The biggest movers among the G10 group of major currencies were sterling and the Australian dollar, which gained after a meeting of the country's Reserve Bank, before handing back most of those gains as European dealers arrived.
The peaking of a year-long surge in metals prices has seen the Aussie fall back and it was the hardest hit of the major currencies in last week's swift move to price in a March rise in Federal Reserve interest rates.
Against other currencies, however, the U.S. dollar has done less well, failing to break conclusively below US$1.05 to the euro or 112 to the yen.
"If you had told me expectations for a March hike would reach almost 100 percent, I would have said we would have been well below US$1.05," said Niels Christensen, a strategist with Nordea in Copenhagen.
"The disappointment in that move caused more profit-taking on Friday, but I don't see the euro moving much higher from here."
The dollar index rose less than 0.1% to 101.70 by 0900 GMT. Against sterling it gained 0.2% to US$1.2211 and traded broadly flat at 113.94 yen and US$1.0580 per euro.
Comments overnight by Trump administration trade adviser Peter Navarro pulled attention back to concerns over the White House's attitude to trade and the dollar, as officials prepare for G20 meetings later this month.

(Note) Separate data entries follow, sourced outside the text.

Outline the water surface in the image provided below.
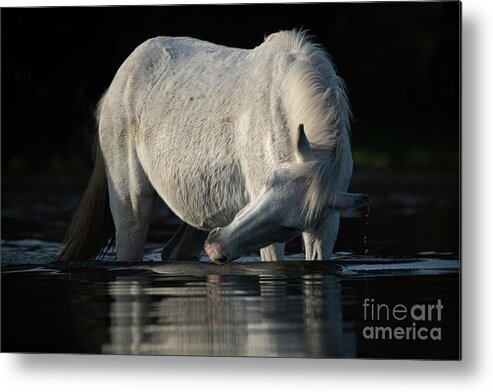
[1,168,460,359]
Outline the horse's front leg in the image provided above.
[303,211,340,260]
[260,243,286,261]
[161,222,208,261]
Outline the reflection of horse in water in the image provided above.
[102,275,355,357]
[59,32,368,262]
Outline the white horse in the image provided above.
[58,31,369,263]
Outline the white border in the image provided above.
[0,0,493,392]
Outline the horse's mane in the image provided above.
[266,31,351,224]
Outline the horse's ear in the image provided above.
[296,124,315,162]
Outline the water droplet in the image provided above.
[363,204,370,255]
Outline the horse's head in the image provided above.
[204,125,369,263]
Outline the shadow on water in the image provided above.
[2,169,460,359]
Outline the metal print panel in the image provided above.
[1,2,461,360]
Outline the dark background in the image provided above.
[1,2,460,174]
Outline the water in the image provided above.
[2,168,460,359]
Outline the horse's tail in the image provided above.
[56,137,115,261]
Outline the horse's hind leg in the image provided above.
[161,223,208,261]
[260,243,286,261]
[101,143,155,261]
[303,212,340,260]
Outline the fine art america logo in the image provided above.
[362,298,443,340]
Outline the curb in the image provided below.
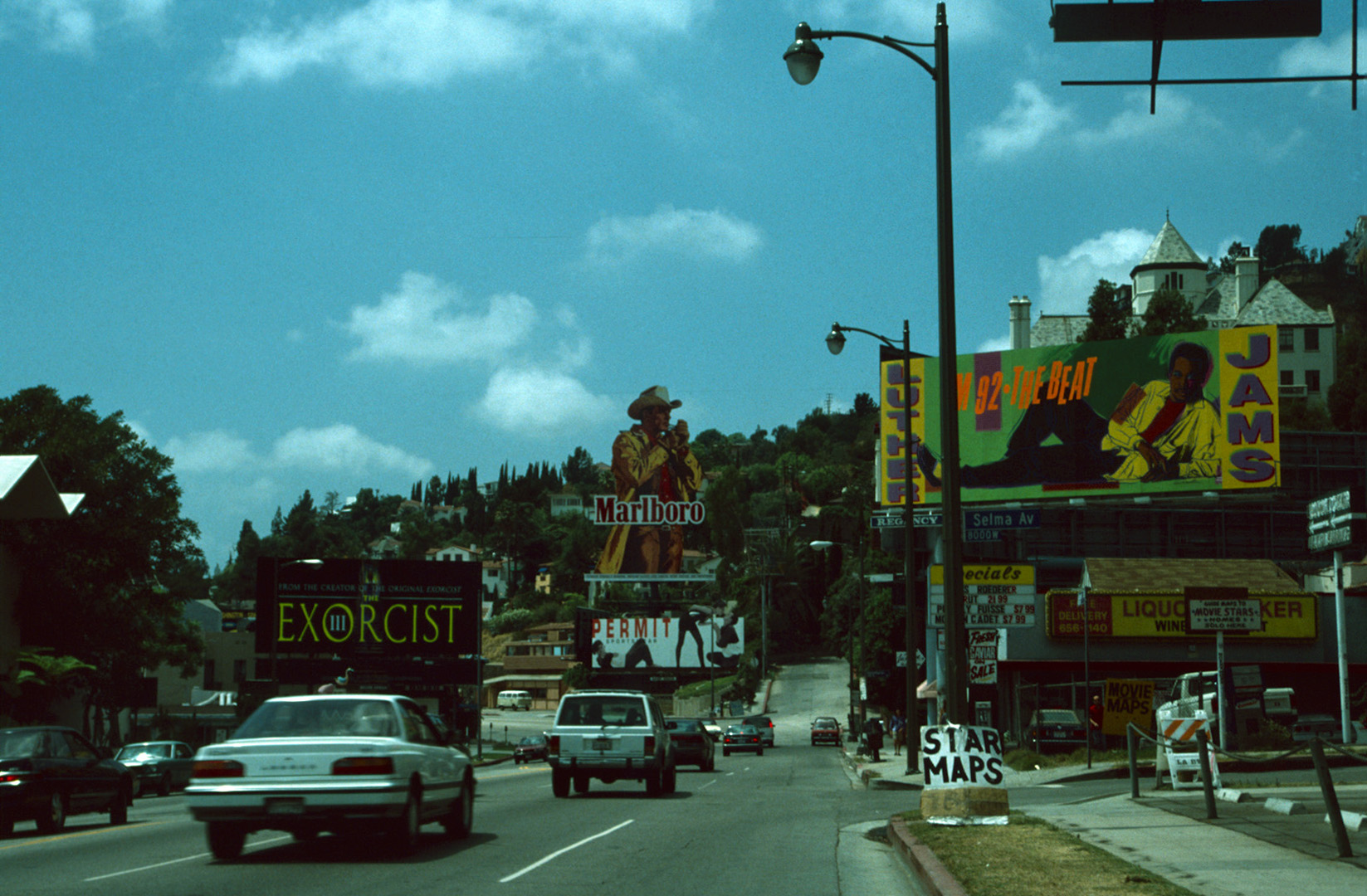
[887,818,968,896]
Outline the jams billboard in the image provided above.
[256,558,481,660]
[879,326,1281,507]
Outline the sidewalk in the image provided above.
[847,755,1367,896]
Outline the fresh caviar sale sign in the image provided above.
[257,558,481,659]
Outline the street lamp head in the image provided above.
[826,324,845,355]
[784,22,826,85]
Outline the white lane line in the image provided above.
[82,836,290,884]
[499,818,636,884]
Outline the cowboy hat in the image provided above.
[626,385,684,419]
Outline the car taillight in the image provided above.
[190,759,246,777]
[332,757,393,774]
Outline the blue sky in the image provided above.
[0,0,1367,566]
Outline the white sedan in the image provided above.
[184,694,475,859]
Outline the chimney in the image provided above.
[1234,257,1257,314]
[1010,295,1029,349]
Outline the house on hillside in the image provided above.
[1028,218,1334,403]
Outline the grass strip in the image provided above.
[902,811,1194,896]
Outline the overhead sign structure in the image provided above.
[256,558,482,660]
[1185,587,1263,635]
[879,325,1281,510]
[925,562,1037,628]
[1306,489,1367,550]
[1044,589,1319,639]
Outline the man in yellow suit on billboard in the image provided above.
[596,385,703,573]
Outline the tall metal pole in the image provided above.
[934,2,972,725]
[902,319,925,774]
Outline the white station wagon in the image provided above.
[184,694,475,859]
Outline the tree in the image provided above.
[1139,290,1208,336]
[1077,280,1133,343]
[0,387,203,743]
[1253,224,1306,272]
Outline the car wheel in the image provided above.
[551,769,570,797]
[207,821,247,862]
[37,792,67,833]
[110,786,133,825]
[442,774,475,840]
[389,791,422,855]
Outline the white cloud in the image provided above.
[0,0,173,53]
[1032,228,1155,314]
[165,431,258,473]
[974,80,1073,160]
[346,270,537,363]
[480,368,615,436]
[219,0,712,87]
[271,423,433,477]
[588,205,764,264]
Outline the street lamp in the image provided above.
[784,2,970,738]
[811,538,867,740]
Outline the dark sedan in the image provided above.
[664,718,716,772]
[513,735,551,765]
[0,725,133,836]
[722,725,764,755]
[1025,709,1086,752]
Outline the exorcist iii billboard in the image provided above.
[879,326,1281,507]
[256,558,481,660]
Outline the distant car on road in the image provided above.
[812,716,841,747]
[0,725,133,837]
[513,735,551,765]
[664,718,716,772]
[722,725,764,755]
[184,694,475,859]
[114,740,194,796]
[741,716,774,747]
[1025,709,1086,752]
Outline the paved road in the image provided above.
[0,662,915,896]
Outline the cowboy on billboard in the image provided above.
[596,385,703,573]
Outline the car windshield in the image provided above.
[232,699,399,740]
[559,697,645,727]
[0,731,42,759]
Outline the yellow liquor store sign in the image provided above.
[257,558,481,659]
[1044,590,1319,639]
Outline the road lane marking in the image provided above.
[499,818,636,884]
[82,835,290,884]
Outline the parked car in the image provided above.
[741,716,774,747]
[186,694,475,859]
[664,718,716,772]
[812,716,841,747]
[722,725,764,755]
[549,689,678,797]
[0,725,133,836]
[513,735,551,765]
[114,740,194,796]
[1025,709,1086,752]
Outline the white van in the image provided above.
[498,691,532,709]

Navarro, who has previously said an undervalued euro gave Germany an edge over its trading partners, said on Monday that the US$65 billion U.S. trade deficit with Germany was "one of the most difficult" trade issues, and bilateral discussions were needed to reduce it outside of European Union restrictions.
Trump's policy pledges on domestic spending and taxation are generally thought to point to a stronger dollar but both the president and a number of his officials have indicated dissatisfaction with the current strength of the greenback.
The U.S. publishes trade balance figures on Tuesday. One surprise during Asian time was a rise in China's currency reserves, which had been expected to fall again sharply in February.
"Given negative valuations effects this suggests there wasn't any intervention to support the yuan in February," said Societe Generale strategist Kit Juckes. "That helps Asian currencies for now, including the Aussie."